BMI wins Pandora royalties case, streaming service to appeal

By | Published on Friday 15 May 2015

Pandora

Having finally had a set back in its bid to cut royalty payments, Pandora has said that it will appeal a court ruling ordering it to increase royalty payments to US collecting society BMI from 1.75% to 2.5%.

As previously reported, American performing rights organisation BMI sued Pandora in its ongoing royalty dispute with the digital service back in 2013 and the case finally reached court in February this year. Ironically, by that time Pandora was busy elsewhere in its portfolio of music industry litigation attempting to stop the big publishers withdrawing their digital rights from societies like BMI and do direct deals with the streaming service.

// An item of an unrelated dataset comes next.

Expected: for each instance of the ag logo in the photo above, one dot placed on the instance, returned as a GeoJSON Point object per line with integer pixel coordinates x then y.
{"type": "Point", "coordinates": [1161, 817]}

But it was provisional negotiations between Pandora and Sony/ATV – before the courts said the publisher couldn’t just pull digital from collective licensing – which BMI used to claim that the current 1.75% royalty rate it is receiving undervalued its catalogue. And yesterday a judge agreed, stating the 2.5% was “reasonable, and indeed at the low end of the range of fees of recent licenses”.

In a statement, BMI CEO Mike O’Neill said: “Today is an important day for BMI and a huge victory for the more than 650,000 songwriters, composers and publishers we have the privilege to represent. After a nearly two-year legal battle over the value of the BMI repertoire to the Pandora digital music service, the Rate Court ruled resoundingly in BMI’s favour”.

“The decision also establishes that existing marketplace agreements can be taken into account when determining rates, a key factor for us, and the industry”, he continued. “This is an important step forward in valuing music in the digital age”.

Although this is a significant win for BMI, and Pandora is already planning to appeal, the final result of the case may only be shortlived. If the US government does overhaul the consent decrees that regulate BMI and ASCAP’s collective licensing in the way the publishers want, that will open up a much more flexible system for rightsholders anyway.